従量課金制(Flex PayGo)は、応答時間の遅延やスロットリングの増加を許容できる重要度の低いワークロードで Gemini モデルにアクセスするための費用対効果の高いオプションです。Flex PayGo は、Standard PayGo と比較して 50% の割引を提供します。
Flex PayGo を使用する場合
Flex PayGo は、同期型でレイテンシに寛容な、時間的制約のない非クリティカルなタスクに最適です。ユースケースの例を以下に示します。
テキスト、ドキュメント、画像、音声ファイル、動画ファイルのオフライン分析
モデルの品質の評価
データのアノテーションとラベル付け
ドキュメント翻訳
商品カタログを構築する
サポートされているモデルと場所
次のプレビュー版の Gemini モデルは、global エンドポイントでのみ Flex PayGo をサポートしています。Flex PayGo は、リージョン エンドポイントまたはマルチリージョン エンドポイントをサポートしていません。
Flex PayGo を使用する
Flex PayGo を使用して Gemini API にリクエストを送信するには、リクエストに X-Vertex-AI-LLM-Shared-Request-Type ヘッダーを含める必要があります。Flex PayGo は次の 2 つの方法で使用できます。

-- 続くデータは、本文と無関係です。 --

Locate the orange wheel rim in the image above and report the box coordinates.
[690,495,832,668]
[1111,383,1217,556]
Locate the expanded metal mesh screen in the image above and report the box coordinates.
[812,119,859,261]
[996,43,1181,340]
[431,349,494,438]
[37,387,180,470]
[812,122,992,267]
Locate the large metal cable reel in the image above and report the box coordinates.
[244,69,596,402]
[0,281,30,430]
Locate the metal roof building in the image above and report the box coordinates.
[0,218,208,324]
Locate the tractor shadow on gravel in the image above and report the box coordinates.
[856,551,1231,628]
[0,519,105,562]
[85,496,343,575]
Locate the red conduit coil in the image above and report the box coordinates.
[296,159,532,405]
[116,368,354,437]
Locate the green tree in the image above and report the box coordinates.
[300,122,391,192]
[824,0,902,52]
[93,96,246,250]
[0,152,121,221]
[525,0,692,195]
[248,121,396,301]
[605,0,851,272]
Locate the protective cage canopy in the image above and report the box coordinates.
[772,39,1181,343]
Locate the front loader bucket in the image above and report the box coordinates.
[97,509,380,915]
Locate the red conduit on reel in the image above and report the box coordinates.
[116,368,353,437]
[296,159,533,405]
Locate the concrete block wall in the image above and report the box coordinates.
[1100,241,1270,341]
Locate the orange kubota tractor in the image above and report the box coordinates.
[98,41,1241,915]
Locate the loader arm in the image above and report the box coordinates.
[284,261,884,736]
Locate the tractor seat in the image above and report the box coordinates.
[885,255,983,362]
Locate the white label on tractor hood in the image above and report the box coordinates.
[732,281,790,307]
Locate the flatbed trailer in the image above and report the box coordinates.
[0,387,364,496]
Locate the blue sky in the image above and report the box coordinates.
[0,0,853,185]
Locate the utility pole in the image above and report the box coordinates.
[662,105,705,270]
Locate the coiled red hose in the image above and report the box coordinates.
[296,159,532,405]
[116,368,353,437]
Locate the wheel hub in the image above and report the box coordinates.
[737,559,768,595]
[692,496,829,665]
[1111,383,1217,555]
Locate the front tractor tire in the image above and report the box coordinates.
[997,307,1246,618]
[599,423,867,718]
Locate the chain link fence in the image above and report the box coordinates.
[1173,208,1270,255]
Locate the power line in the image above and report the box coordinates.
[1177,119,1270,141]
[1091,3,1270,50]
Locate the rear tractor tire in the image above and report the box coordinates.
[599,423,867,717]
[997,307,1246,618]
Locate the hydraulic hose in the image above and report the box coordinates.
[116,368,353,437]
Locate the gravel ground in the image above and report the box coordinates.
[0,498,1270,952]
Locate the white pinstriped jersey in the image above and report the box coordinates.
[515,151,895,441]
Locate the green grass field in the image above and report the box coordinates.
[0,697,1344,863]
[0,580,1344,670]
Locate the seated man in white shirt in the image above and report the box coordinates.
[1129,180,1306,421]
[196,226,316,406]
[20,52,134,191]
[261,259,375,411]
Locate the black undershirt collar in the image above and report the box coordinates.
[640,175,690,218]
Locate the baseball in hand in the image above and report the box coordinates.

プロビジョンド スループットの割り当て(利用可能な場合)を使用してから、Flex PayGo を使用します。
Flex PayGo のみを使用します。
Flex PayGo を使用するリクエストは、Standard PayGo よりもレイテンシが長くなります。デフォルトのタイムアウトは 20 分です。timeout パラメータを使用して(ミリ秒単位で)オーバーライドできます。最大許容値は 30 分です。
プロビジョンド スループットをデフォルトで使用しながら Flex PayGo を使用する
Flex PayGo を使用する前に使用可能なプロビジョニングされたスループットの割り当てを利用するには、次の例に示すように、リクエストにヘッダー X-Vertex-AI-LLM-Shared-Request-Type: flex を含めます。
Python
インストール
pip install --upgrade google-genai
詳しくは、SDK リファレンス ドキュメントをご覧ください。
Vertex AI で Gen AI SDK を使用するための環境変数を設定します。
# Replace the `GOOGLE_CLOUD_PROJECT` and `GOOGLE_CLOUD_LOCATION` values # with appropriate values for your project. export GOOGLE_CLOUD_PROJECT=GOOGLE_CLOUD_PROJECT export GOOGLE_CLOUD_LOCATION=global export GOOGLE_GENAI_USE_VERTEXAI=True
Flex PayGo を使用するように生成 AI クライアントを初期化します。この手順を完了すると、同じクライアントで Flex PayGo を使用して Gemini API とやり取りするために、コードをさらに調整する必要はありません。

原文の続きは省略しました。